Efisiensi yang diinginkan Presiden Prabowo Subianto bukan sekadar penghematan anggaran, tetapi pengelolaan cerdas yang memangkas “yang berlebih” tanpa mengorbankan pelayanan publik.
Yang dipangkas adalah lemaknya, bukan ototnya.
Tak perlu perjalanan dinas, bila dapat diselesaikan lewat Zoom. Toh, selama COVID-19 kita bisa.
Tak perlu meeting di hotel berbintang, untuk hal yang bisa diselesaikan lewat email.
Tak perlu belanja barang, kalau dampaknya bagi rakyat ternyata sangat minim.
Prinsip efisiensinya pun sederhana:
✅ Kurangi yang tidak perlu (belanja barang & perjalanan dinas)
✅ Pertahankan yang esensial (layanan publik, kesejahteraan pegawai, bansos)

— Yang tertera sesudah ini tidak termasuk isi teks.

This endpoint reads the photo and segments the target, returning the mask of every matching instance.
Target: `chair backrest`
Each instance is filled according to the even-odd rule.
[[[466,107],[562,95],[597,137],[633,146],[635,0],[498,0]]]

✅ Pastikan dampak anggaran terasa langsung oleh rakyat
Sebagai ilustrasi, jika efisiensi alat tulis kantor (ATK) bisa menghemat Rp20 triliun, dan perjalanan dinas Rp22 triliun, maka total Rp42 triliun bisa diinvestasikan untuk rakyat.
🏫 Membangun & merenovasi sekolah → agar anak-anak kita belajar dengan baik, bermimpi lebih besar, dan menggapai masa depan yang lebih cerah.
🏥 Meningkatkan fasilitas kesehatan → agar masyarakat tak perlu antre panjang, mendapat pelayanan lebih cepat dan baik, sehingga hidup lebih sehat.
🚜 Meningkatkan dukungan untuk petani & nelayan → agar mereka sejahtera, produksi pangan meningkat, dan harga pangan stabil.
Sejalan dengan inpresnya, efisiensi bukan tentang mengurangi pegawai atau layanan publik, tapi tentang mengelola anggaran dengan cermat agar setiap rupiah benar-benar berdampak dan bermanfaat.